The new guidelines, the second revision in less than two years, bar prosecutors from evaluating a corporation's cooperation based on whether it is covering attorney's fees for its employees. The other key change deals with attorney-client privilege.
Filip said cooperation in criminal investigations will no longer depend on a corporation’s waiver of attorney-client privilege or disclosure of attorney work product. And in no instance may federal prosecutors demand attorney-client communications or work product, he said.
The guidelines also state that the Justice Department will no longer base cooperation on whether companies discipline or sanction employees involved in wrongdoing, nor will the department penalize corporations that have entered into joint defense agreements, provided they refrain from sharing information the Justice Department disclosed in confidence.
The changes will be effective immediately, Filip said. They will be added to the U.S. attorney’s manual, giving them added gravity. “The U.S attorney’s manual is…a big deal in the prosecutorial community,” Filip said.

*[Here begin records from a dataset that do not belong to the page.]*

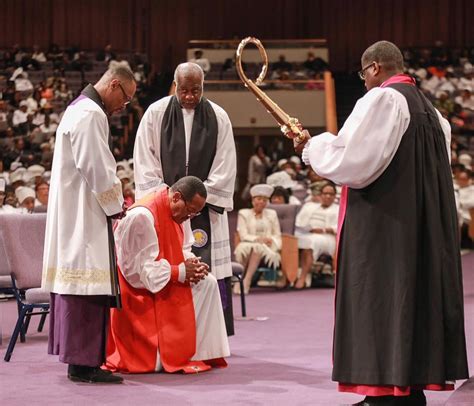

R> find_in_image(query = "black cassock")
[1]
[332,83,468,386]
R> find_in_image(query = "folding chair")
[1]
[0,214,50,362]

A bill pending in the Senate would incorporate many of the same changes, but the Justice Department has opposed it. The House approved its own version of the bill last year. Filip today said that legislation “tends to be terse in how it treats these issues” and that Congress was too busy to tackle the issue immediately.
“We’re best positioned to get it right, to refine it if necessary,” Filip said.
Winston & Strawn partner William Sullivan, a white-collar attorney who twice has testified before Congress on the issue, said the revisions were a welcomed step, but he criticized the department for its reluctance to implement them.
"Such enlightenment was only achieved after years of criticism levied by the white-collar bar, the American Bar Association, a number of former Attorneys General, the U.S. Chamber of Commerce, and various business organizations,” he said, adding that legislation was necessary to prevent a backslide in department policy.
The American Bar Association also applauded the guidelines but said they were a poor substitute for legislation that would give the reforms “the force of law.”
“That policy cannot, standing alone, reverse the widespread ‘culture of waiver’ created by all these federal policies—a culture that is seriously undermining both the confidential attorney-client relationship and basic employee rights in the corporate community,” said ABA President H. Thomas Wells Jr.